Subsection 5.2.5 Interpreting confidence intervals

A careful eye might have observed the somewhat awkward language used to describe confidence intervals. Correct interpretation:

We are [XX]% confident that the population parameter is between...

Incorrect language might try to describe the confidence interval as capturing the population parameter with a certain probability. 9 To see that this interpretation is incorrect, imagine taking two random samples and constructing two 95% confidence intervals for an unknown proportion. If these intervals are disjoint, can we say that there is a 95%+95%=190% chance that the first or the second interval captures the true value? This is one of the most common errors: while it might be useful to think of it as a probability, the confidence level only quantifies how plausible it is that the parameter is in the interval.

As we saw in Figure 5.2.8, the 95% confidence interval method has a 95% probability of producing an interval that will contain the population parameter. A correct interpretation of the confidence level is that such intervals will contain the population parameter that percent of the time. However, each individual interval either does or does not contain the population parameter. A correct interpretation of an individual confidence interval cannot involve the vocabulary of probability.

Another especially important consideration of confidence intervals is that they only try to capture the population parameter. Our intervals say nothing about the confidence of capturing individual observations, a proportion of the observations, or about capturing point estimates. Confidence intervals only attempt to capture population parameters.

Subsection 5.2.6 Using confidence intervals: a stepwise approach

Follow these six steps when carrying out any confidence interval problem.

Steps for using confidence intervals (AP exam tip)

The AP exam is scored in a standardized way, so to ensure full points for a problem, make sure to complete each of the following steps.

  1. State the name of the CI being used.

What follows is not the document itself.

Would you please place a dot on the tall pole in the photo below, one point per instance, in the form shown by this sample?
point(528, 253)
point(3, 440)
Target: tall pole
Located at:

  2. Verify conditions to ensure the standard error estimate is reasonable and the point estimate is unbiased and follows the expected distribution, often a normal distribution.

  3. Plug in the numbers and write the interval in the form

    \begin{gather*} \text{ point estimate } \pm \text{ critical value } \times \text{ SE of estimate } \end{gather*}

    So far, the critical value has taken the form \(z^\star\text{.}\)

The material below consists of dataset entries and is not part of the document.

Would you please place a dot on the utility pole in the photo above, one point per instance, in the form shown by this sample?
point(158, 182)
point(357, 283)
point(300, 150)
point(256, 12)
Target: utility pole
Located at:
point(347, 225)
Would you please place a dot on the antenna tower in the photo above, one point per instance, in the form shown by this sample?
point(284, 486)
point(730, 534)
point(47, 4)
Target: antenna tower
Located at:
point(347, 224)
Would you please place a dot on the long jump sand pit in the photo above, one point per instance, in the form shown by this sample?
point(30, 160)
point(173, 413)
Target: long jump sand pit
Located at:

  4. Evaluate the CI and write in the form (___,___).

  5. Interpret the interval: “We are [XX]% confident that the true [describe the parameter in context] falls between [identify the upper and lower endpoints of the calculated interval].”

  6. State your conclusion to the original question. (Sometimes, as in the case of the examples in this section, no conclusion is necessary.)